Note that if the VPC is using resources with public IP addresses that are outside of VPC-A’s CIDR block (10.0.0.0/16), then the following query won’t be able to capture traffic going in and out of these public IPs.
**SQL**:
```
SELECT * FROM vpcflowlogscidrdb.vpcflowlogstable
where (dstaddr in (select ip from vpcflowlogscidrdb.cidrtable where CIDR='10.0.0.0/16')
and srcaddr in (select ip from vpcflowlogscidrdb.cidrtable where CIDR='10.0.0.0/16'))
and TO_DATE(day,'yyyy/mm/dd') > CURRENT_DATE- interval '10' day
```
**Result**:
The following result shows that the resource with the IP address 10.0.0.151 is communicating with the Amazon Elastic Compute Cloud (Amazon EC2) instance 10.0.0.175.
**Scenario 5**: The following query provides information about all of the incoming traffic from VPC-B to VPC -A over the period of the last 10 days.
**SQL**:
```
SELECT * FROM vpcflowlogscidrdb.vpcflowlogstable JOIN vpcflowlogscidrdb.cidrtable ON srcaddr=ip
AND CIDR='10.1.0.0/16' and TO_DATE(day,'yyyy/mm/dd') > CURRENT_DATE- interval '10' day
```
**Result**:
The following result shows all of the incoming traffic from VPC-B to VPC-A.
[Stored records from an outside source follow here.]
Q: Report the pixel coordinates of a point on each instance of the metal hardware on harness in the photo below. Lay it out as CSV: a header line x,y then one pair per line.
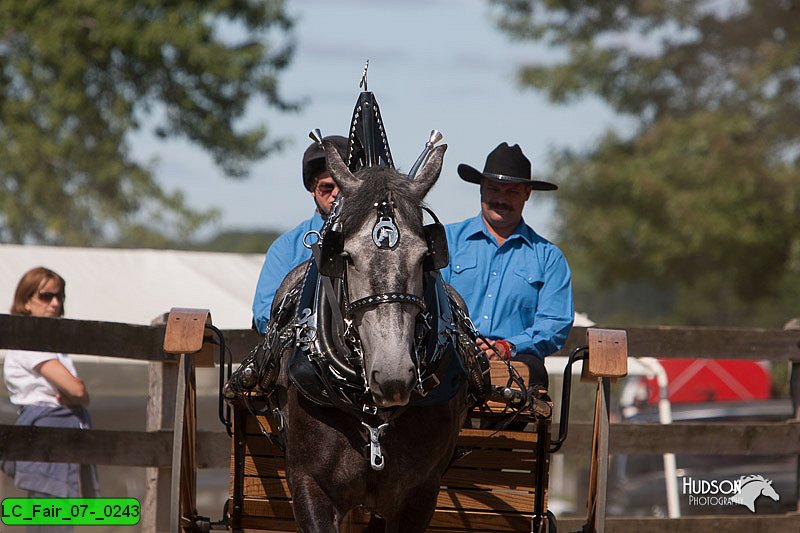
x,y
375,456
385,234
434,137
311,233
389,297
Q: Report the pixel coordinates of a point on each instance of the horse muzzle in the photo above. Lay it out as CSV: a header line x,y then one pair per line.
x,y
392,392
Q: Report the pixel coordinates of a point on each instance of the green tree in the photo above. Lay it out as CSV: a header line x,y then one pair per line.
x,y
77,77
701,201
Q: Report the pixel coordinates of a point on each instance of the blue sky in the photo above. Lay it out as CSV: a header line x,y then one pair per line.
x,y
433,64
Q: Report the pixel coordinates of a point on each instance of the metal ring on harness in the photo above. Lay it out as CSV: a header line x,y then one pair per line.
x,y
307,235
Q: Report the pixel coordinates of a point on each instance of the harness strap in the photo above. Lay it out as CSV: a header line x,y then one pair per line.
x,y
387,297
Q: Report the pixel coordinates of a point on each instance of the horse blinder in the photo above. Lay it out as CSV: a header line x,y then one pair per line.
x,y
333,262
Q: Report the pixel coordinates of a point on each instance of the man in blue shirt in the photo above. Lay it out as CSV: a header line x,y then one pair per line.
x,y
516,284
288,251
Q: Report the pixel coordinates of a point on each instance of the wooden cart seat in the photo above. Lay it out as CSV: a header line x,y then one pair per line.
x,y
492,488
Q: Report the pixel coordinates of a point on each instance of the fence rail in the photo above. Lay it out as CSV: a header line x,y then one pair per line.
x,y
153,448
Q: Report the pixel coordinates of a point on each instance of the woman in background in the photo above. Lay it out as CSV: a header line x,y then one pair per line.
x,y
49,393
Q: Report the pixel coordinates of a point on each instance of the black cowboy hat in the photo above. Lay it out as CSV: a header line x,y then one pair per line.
x,y
506,164
314,159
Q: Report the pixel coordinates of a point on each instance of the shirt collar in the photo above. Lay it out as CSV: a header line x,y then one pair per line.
x,y
477,227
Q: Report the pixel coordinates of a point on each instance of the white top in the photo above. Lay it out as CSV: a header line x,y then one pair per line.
x,y
25,385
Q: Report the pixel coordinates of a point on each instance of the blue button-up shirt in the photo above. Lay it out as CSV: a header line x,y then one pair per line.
x,y
520,291
283,255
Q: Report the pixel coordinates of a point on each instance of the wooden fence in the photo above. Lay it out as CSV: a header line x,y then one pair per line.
x,y
152,448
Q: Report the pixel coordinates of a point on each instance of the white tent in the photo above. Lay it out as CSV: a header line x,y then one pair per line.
x,y
135,286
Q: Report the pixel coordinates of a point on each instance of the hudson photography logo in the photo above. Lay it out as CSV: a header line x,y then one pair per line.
x,y
713,492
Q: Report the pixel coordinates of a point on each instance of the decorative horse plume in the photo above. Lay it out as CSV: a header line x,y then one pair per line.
x,y
369,146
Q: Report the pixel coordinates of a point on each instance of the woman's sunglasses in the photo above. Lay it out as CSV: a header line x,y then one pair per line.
x,y
47,297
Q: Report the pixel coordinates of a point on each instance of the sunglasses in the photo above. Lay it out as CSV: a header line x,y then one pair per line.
x,y
47,297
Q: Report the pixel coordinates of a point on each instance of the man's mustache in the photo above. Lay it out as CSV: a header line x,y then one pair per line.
x,y
501,206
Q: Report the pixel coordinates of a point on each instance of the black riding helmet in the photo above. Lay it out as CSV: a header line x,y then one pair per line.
x,y
314,159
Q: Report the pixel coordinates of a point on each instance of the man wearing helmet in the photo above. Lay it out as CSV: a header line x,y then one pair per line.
x,y
288,251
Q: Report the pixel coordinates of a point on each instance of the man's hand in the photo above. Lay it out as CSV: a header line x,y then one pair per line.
x,y
493,348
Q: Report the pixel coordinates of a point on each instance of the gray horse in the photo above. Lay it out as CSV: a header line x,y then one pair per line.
x,y
327,472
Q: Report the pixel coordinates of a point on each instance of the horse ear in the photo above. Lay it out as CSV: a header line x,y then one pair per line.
x,y
429,173
345,179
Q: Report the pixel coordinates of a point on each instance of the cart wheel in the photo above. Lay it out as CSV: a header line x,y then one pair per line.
x,y
552,523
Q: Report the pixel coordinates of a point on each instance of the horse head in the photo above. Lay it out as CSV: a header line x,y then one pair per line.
x,y
384,248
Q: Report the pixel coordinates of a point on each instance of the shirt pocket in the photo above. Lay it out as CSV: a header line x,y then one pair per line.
x,y
465,274
525,286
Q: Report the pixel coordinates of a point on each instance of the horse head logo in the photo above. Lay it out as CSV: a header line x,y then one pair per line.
x,y
751,488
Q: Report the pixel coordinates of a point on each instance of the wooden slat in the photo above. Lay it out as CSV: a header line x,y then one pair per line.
x,y
263,488
499,440
68,445
713,438
608,353
478,521
277,490
499,372
264,466
498,459
185,330
145,342
495,501
757,523
88,337
703,343
262,514
487,479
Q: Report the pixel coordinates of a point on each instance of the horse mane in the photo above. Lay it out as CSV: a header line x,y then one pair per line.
x,y
377,184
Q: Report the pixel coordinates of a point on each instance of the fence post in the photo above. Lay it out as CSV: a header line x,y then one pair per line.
x,y
161,394
794,392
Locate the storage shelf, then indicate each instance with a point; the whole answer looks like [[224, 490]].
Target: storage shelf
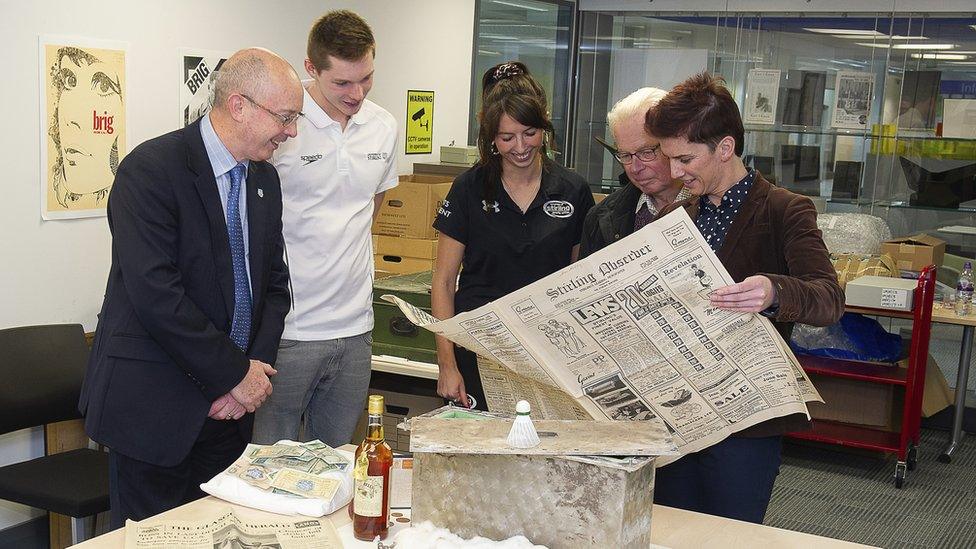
[[854, 436], [879, 312], [851, 369], [819, 130]]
These are some sample queries provided, and you can further modify the queries to filter out, exclude, or include traffic generated from the target CIDR Blocks. Furthermore, you can adjust the number of day intervals based on your specific requirements.
## Clean up
#### Step 1: Delete the VPC Flow Logs
If you have created VPC Flow Logs specifically for this solution, then you can delete the VPC Flow Logs by following the instructions provided [here](https://docs.aws.amazon.com/vpc/latest/userguide/working-with-flow-logs.html#delete-flow-log).
### Step 2: Delete the CloudFormation Stack
Delete the CloudFormation stack that you deployed.